Smaller AI startups echo Indian watchdog’s anti-trust concerns

Synopsis

Indian startups warn that Big Tech’s dominance in AI data and cloud services risks monopolies, price discrimination, and restricted competition. Global watchdogs echo concerns, emphasising ethical AI, fair infrastructure access, and support for alternative ecosystems to sustain innovation.

Indian startups have raised concerns over the Big Tech companies’ grip on data and compute power, which could tilt the AI playing field and curb healthy competition.

A Competition Commission of India (CCI) report published on Monday highlighted concerns over restricted data access, dependencies on cloud vendors like AWS and Microsoft Azure, and unequal partnership terms.

“Hyperscalers have built layers of software on top of the hardware to make it easier for smaller businesses and startups to scale,” Srikanth V, cofounder of enterprise artificial intelligence firm Fractal Analytics, said. “Companies like Yotta, Neysa and E2E offer these services, but not at the same level. That’s why startups choose the big players’ services, even if they are more expensive,” he added.

India’s antitrust watchdog has stated that the concentration of data, compute resources and ownership of closed AI models by a few large players could create new monopolies.

CCI has recognised that AI poses the risk of collusion, price discrimination, and gatekeeping by large players.

As per the commission, 37% of surveyed startups flagged potential for AI-enabled collusion on algorithms. Price discrimination and predatory pricing risks were reported by 32% and 22%, respectively, the study showed.

Manav Garg, cofounder of AI-focused venture capital firm Together Fund, said what is required now is to provide startups architect independence from the start.

“You can’t afford to be locked into one cloud or model provider, because the pace of change in AI means today’s partner could become tomorrow’s competitor. The smartest founders are spreading their dependencies across multiple hyperscalers and even open-source systems to stay nimble,” he said.

Global watchdogs like the European Commission, the UK’s Competition and Markets Authority, and the US Federal Trade Commission have also raised concerns about AI-driven market dominance.
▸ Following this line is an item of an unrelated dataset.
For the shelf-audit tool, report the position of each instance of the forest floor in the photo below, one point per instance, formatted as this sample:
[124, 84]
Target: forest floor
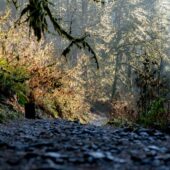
[63, 145]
“AI, by nature, can be both disruptive and democratising,” said Devroop Dhar, cofounder and India CEO of investment advisory firm Primus Partners. He explained that the emergence of new players like OpenAI, Anthropic, Perplexity and Mistral show that AI is expanding competition, not contracting it.

“But the challenge lies in ensuring responsible development, ethical data use, and fair access to AI infrastructure. That’s where collaborative frameworks, open innovation ecosystems, and voluntary standards play a critical role,” Dhar said.

Unnati Agrawal, partner at law firm CMS Induslaw, cautioned that large data firms like Google can use dominant position “to leverage sales of their other products, as well as create entry barriers for emerging startups (who would need such data to effectively compete in the market).”

Experts said regulators must mandate more than just self-audits.

These may include disclosure standards, audit frameworks, regulated access for datasets/models, and incentives or funding to build alternative infrastructure, said Vishal Maru, global processing head at bank-tech firm FSS.

The CCI report also provides guidelines for self-audit of AI systems and framework to improve transparency and reduce information asymmetry.

“The real test will lie in how effectively these frameworks translate into on-ground enforcement and cross-sector coordination,” said Gauri Chhabra, partner at law firm Trilegal.